Two or three days later, when journalists contacted Atta about the joke, he had a more serious thing to say. Now a frail 85 years old, Attah appealed to the government to help him get accommodation and money to look after himself and his family. He stated that he was proud to have been associated with our former Head of State, but he bemoaned his current living conditions.

Atta is an ordinary person; a person who falls within the category of the social class that Rawlings would call “the people”. Rawlings came to power on 31 December 1981 proclaiming “people’s power”. He said that he would ensure that the living conditions of the ordinary person are improved. Many ordinary people took him at his word. Mortuary workers, such as Atta should therefore have expected that a government under Rawlings would foster an improvement in their living conditions. That was not to be. When Atta reached retirement age at 60 years, Rawlings was still in power. However, “people’s power” did not make a positive difference in his living conditions. He is still poor, and has no reasonable accommodation.

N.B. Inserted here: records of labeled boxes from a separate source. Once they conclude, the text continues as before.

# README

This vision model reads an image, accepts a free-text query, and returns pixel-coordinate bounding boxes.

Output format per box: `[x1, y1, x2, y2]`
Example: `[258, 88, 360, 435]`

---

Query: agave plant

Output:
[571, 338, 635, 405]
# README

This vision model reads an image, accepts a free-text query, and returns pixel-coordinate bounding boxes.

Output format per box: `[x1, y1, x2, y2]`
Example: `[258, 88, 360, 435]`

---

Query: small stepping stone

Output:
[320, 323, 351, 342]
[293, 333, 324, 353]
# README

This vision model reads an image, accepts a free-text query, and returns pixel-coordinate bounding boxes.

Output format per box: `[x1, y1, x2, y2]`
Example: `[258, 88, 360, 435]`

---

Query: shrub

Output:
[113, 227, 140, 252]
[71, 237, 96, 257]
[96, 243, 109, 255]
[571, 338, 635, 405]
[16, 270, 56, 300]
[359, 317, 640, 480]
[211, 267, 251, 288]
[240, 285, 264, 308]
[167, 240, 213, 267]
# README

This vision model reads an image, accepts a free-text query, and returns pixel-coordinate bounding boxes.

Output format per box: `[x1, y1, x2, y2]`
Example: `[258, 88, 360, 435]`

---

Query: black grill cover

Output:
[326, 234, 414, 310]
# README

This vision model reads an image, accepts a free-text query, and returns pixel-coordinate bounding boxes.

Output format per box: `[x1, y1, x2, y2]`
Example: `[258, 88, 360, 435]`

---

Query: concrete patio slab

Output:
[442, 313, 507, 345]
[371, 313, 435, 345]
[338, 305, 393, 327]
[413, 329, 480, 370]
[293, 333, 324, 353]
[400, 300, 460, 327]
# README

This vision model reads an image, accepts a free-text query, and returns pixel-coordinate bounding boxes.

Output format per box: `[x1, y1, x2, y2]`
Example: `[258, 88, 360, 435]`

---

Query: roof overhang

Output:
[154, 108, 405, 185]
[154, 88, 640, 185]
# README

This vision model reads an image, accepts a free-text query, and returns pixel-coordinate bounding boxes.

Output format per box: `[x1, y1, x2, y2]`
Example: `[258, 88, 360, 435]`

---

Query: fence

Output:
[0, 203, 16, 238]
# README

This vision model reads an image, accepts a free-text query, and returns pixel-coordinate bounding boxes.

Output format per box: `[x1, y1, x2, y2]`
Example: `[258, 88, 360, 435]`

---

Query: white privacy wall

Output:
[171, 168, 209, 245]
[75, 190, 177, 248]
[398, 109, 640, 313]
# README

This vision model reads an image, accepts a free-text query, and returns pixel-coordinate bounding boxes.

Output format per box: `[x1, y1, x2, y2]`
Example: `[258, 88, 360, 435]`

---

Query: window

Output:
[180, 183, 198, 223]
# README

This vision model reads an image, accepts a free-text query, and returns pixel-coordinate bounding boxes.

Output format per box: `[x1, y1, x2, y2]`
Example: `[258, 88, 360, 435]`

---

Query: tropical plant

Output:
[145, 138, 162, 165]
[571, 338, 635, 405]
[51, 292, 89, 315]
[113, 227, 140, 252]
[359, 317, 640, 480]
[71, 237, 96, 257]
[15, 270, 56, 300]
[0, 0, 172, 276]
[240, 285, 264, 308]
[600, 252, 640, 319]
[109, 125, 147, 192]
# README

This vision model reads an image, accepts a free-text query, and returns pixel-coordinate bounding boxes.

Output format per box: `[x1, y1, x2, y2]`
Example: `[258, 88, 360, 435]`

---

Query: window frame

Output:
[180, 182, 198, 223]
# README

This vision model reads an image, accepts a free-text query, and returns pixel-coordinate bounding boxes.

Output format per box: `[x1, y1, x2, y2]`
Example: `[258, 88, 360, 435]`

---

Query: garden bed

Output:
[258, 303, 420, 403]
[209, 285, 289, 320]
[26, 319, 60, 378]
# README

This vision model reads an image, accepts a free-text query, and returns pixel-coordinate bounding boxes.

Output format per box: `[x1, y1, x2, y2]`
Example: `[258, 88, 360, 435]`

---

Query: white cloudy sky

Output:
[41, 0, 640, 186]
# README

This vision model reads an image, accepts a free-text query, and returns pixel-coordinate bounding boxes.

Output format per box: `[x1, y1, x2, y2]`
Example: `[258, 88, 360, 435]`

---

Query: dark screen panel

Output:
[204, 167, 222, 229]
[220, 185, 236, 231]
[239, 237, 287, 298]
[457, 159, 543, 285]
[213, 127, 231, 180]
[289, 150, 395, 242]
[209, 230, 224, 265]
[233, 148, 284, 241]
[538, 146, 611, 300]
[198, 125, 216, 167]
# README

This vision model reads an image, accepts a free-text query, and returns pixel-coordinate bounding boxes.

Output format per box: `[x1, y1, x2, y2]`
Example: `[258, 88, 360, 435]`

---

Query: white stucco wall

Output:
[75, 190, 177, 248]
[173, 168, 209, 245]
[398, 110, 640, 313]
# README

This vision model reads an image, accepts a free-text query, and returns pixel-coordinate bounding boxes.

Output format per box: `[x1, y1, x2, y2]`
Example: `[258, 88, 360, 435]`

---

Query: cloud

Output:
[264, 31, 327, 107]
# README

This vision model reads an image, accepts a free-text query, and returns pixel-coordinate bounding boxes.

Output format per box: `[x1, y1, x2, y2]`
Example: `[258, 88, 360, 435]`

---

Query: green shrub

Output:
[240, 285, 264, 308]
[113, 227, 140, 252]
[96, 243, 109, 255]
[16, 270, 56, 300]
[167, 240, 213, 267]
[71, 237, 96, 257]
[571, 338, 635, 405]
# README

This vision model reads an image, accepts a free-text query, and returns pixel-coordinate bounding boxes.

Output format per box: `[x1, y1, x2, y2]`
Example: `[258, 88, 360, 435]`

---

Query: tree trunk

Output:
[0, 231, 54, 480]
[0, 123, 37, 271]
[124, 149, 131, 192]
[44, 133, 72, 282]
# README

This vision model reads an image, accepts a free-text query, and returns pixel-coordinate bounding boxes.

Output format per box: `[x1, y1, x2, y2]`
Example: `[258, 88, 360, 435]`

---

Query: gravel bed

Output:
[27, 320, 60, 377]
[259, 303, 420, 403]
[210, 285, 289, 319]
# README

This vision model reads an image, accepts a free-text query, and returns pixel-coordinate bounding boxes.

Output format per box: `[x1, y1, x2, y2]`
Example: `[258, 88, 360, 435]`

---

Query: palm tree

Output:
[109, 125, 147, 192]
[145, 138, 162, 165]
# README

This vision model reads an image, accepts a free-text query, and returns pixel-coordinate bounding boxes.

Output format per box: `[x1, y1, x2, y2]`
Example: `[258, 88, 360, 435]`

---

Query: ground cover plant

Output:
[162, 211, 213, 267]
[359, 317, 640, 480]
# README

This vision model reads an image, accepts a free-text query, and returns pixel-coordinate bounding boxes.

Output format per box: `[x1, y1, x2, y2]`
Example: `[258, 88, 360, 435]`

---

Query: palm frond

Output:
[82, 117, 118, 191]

He is now calling on the ‘Bastards’ in the government to help look after him.

Instead of a better life in his old age, he is now the subject of a joke from his old friend, ”the People’s Man” and Champion of People’s Power. Where is the power of Atta after nearly 20 years of “People’s Power”?

Whereas according to Mr. Rawlings’ version of the Atta story, Atta was running because he thought someone was after him, Atta had a different account. He was running after the soldier to re-assure him that he was no ghost. So why did Rawlings embellish the story in such a way as to paint Atta as someone who was running in fright? The answer may not be hard to find. The joke had to be at the expense of Atta who needed to be an object of derision to make a good joke. Even President Atta Mills was so embarrassed by Atta’s alleged behaviour that he wondered whether he should not remove the name “Atta” from his own name.

The present state of Atta is only one example of numerous cases of when a person takes advantage of his friends in the process of advancing himself. Whereas recounting the story of Attah made Rawlings feel good, Atta could not have the benefit of a “people’s revolutionary government” with a commitment to look after the interests of ordinary workers (or as they say these days: “foot-soldiers”).

Among the “foot-soldiers” who fought their way amidst blazing guns to release Mr. Rawlings from custody on June 4 1979, only one or two can be said to be Rawlings adherents today. Among the AFRC members (of Captain Kwabena Baah Achamfuor, Staff Sargent Alex Adjei, Corporal Owusu Boateng, Lance Corporal Peter Tasiri, Lance Corporal Sarkodee-Addo, Leading Aircraftman Captain Kojo Boakye Gyan, Major Mensah-Poku, Major Mensah Gbedemah, Lieutenant Commander HC Apaloo, , Warrant Officer (II) Harry K. Obeng, John N. Gatsiko, Lance Corporal Ansah Atiemo, Corporal Sheikh Tetteh, Private Owusu Adu), only one or two currently considers themselves as a friend.

Then came the founding members of the June 4 Movement, who invited Rawlings to join them in 1980 so that they could defend him against the onslaught of the Limann Government. The roll-call includes:

Assakua Agambila, Nicholas Atampugre, Nyeya Yen, Taata Ofosu, Napoleon Abdulai, Gariba Shaibu, Eben Portuphy, Aloysius Denkabi, Zaya Yeebo, Kwasi Adu, Joe Cudjoe, Explo Nani Kofi, etc. Apart from two of these, those who did not escape into exile met a gruesome death later.

Apart from one or two of the other-rank soldiers who led Rawlings into Burma Camp to stage the coup of 31 December 1983, none of them can now be considered as friends. Sgt. Alolga Akatapore (exile), Corporal Halidu Gyiwa (shot dead in 1983), Corporal Aliu (shot dead in 1983), Corporal Eric Asare, Corporal Matthew Adabuga (exile), Corporal Issaka Braimah (exile), Corporal C.C. Addae (died in exile) were all participants in the

Then came the other members of the PNDC: Chris Bukari Atim (he went into exile in 1982); Sergeant Daniel Alolga Akata Pore (he was arrested and later escaped into exile); Joachim Amartey Kwei (he was executed in 1982); Reverend Dr. Vincent Kwabena Damuah ( he was sacked by radio announcement in 1982); Warrant Officer Joseph Adjei Buadi (he ‘resigned’ in 1984), and Brigadier Joseph Nunoo-Mensah (he resigned in 1982). The only one left standing was Mr. Rawlings. These were followed by a plethora of others, most of whom fell by the wayside, not because they were corrupt, but because Rawlings no longer had use for them. For example, Captain (rtd) Kojo Tsikata, P.V. Obeng, Ebo Tawiah, etc are now considered foes.

When NDC came, the Vice President, Mr. Nkensen Arkaah soon found out that if he would not play ball, he could be slapped. And so it came to pass. Most of the new “darlings” with whom Rawlings worked until 2001 are among those who are now described as “greedy bastards”. Not even now President Atta Mills is good enough anymore since he would not be a poodle. As for Atta the Mortuary-Man, he should consider himself lucky. The only thing he appears to have endured is that, in the face of his poverty, he only became an object of laughter. The reason which made Col. Bernasko run into exile would surface very soon, as we find our “önly-standing” hero running a parallel “government” in the form of visiting sick people and schools, and carting .people to have injections. The question would continue to linger as to why, in the trail of one person, there are so many broken bones and skeletons.